In an Industry Letter, the New York State Department of Financial Services (NYDFS) is requesting assurance that New York State regulated institutions have preparedness plans in place to address operational risk, and it is requiring each regulated institution to respond within 30 day of March 10, 2020.

The Industry Letter provides that an institution’s preparedness plan should be sufficiently flexible to effectively address a range of possible effects that could result from an outbreak of COVID-19 and reflect the institution’s size, complexity, and activities. 

The Industry Letter sets forth the following nine specific elements that the plan should cover:

  1. Preventative measures tailored to the institution’s specific profile and operations to mitigate the risk of operational disruption, which should include identifying the impact on customers and counterparts
  2. A documented strategy addressing the impact of the outbreak in stages, so that the institution’s efforts can be appropriately scaled, consistent with the effects of a particular stage of the outbreak, which includes an assessment of how quickly measures could be adopted and how long operations could be sustained under different stages of the outbreak
  3. Assessment of all facilities (including alternative or back-up sites), systems, policies, and procedures necessary to continue critical operations and services if members of the staff are unavailable for long periods or are working off-site, including an assessment and testing as to whether large-scale, off-site working arrangements can be activated and maintained to ensure operational continuity. This also would include an assessment and testing of the capacity of the existing information technology and systems in light of a potential increased remote usage
  4. assessment of potential increased cyber-attacks and fraud
  5. Employee protection strategies critical to sustaining an adequate workforce during the outbreak, including employee awareness and steps employees can take to reduce the likelihood of contracting COVID-19. See New York State Department of Health website: https://health.ny.gov/diseases/communicable/coronavirus/ and CDC Interim Guidance for Businesses and Employers to Plan and Respond to Coronavirus Disease 2019: https://www.cdc.gov/coronavirus/2019-ncov/specific-groups/guidance-business-response.html;
  6. Assessment of the preparedness of critical outside-party service providers and suppliers
  7. Development of a communication plan to effectively communicate with customers, counterparties, and the public and to deliver important news and instructions to employees, along with establishing forums for questions to be asked and addressed
  8. Testing the plan to ensure the plan policies, processes, and procedures are effective
  9. Governance and oversight of the plan, including identifying the critical members of a response team to ensure ongoing review and updates to the plan, including the tracking of relevant information from government sources and the institution’s own monitoring program

In a separate Industry Letter, the NYDFS is requesting assurance from New York State regulated institutions that the institutions are identifying, monitoring, and managing the potential financial risk arising from the spread of COVID-19. The NYDFS is requiring that New York State regulated institutions submit a plan to manage financial risk arising from COVID-19 within 30 days of March 10, 2020.

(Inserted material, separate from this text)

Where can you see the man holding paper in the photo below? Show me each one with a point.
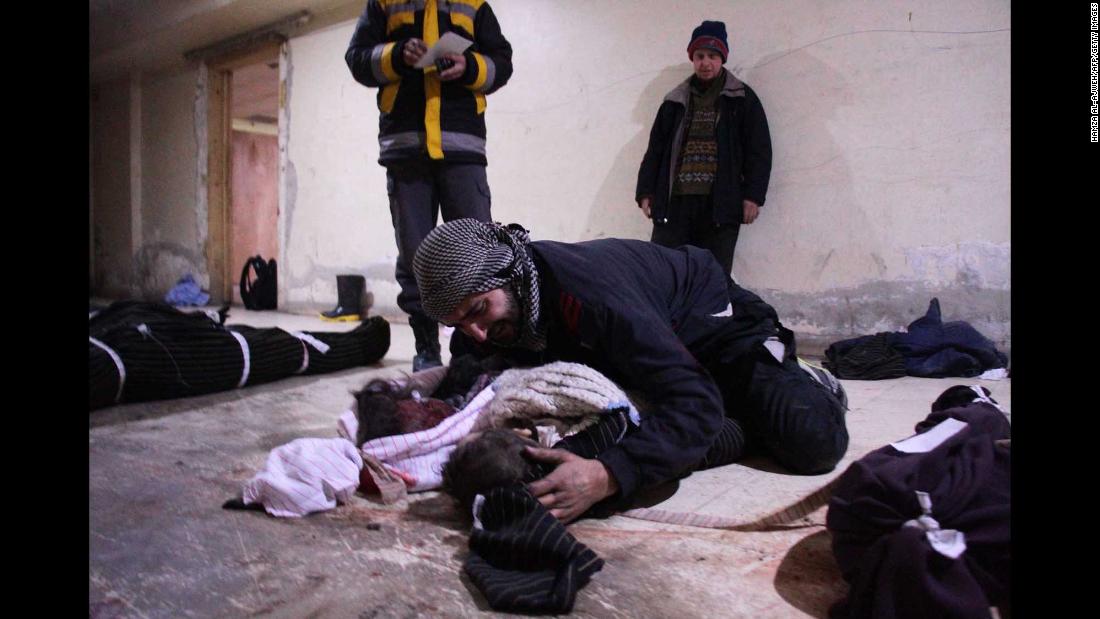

The plan, at a minimum, should include the following assessments:

  1. Assessment of the credit risk ratings of the customers, counterparties, and business sectors impacted by COVID-19
  2. Assessment of the credit exposure to customers, counterparties, and business sectors impacted by COVID-19 arising from lending, trading, investing, hedging, and other financial transactions, including any credit modifications, extensions, and restructurings (including capitalizations of interest)
  3. Assessment of the scope and the size of credits adversely impacted by COVID-19 that currently are in, or potentially may move to, non-performing/delinquent status, including consideration of stress testing and/or sensitivity analysis of loan portfolios and the adequacy of loan loss reserves
  4. Assessment of the valuation of assets and investments that may be, or have been, impacted by COVID-19 
  5. Assessment of the overall impact of COVID-19 on earnings, profits, capital, and liquidity (including impact on loan-to-deposit ratio) of your institutions
  6. Assessment of reasonable and prudent steps to assist those adversely impacted by COVID-19.  See DFS Guidance to New York State Regulated Banks, Credit Unions and Licensed Lenders Regarding Support for Businesses Impacted by the Novel Coronavirus (these steps may include offering payment accommodations, waiving overdraft fees, easing credit terms for new loans, waiving late fees for loan balances, and proactively reaching out to customers and those adversely impacted via app announcements, text, email, or otherwise to explain the above-listed and any other assistance being offered to them).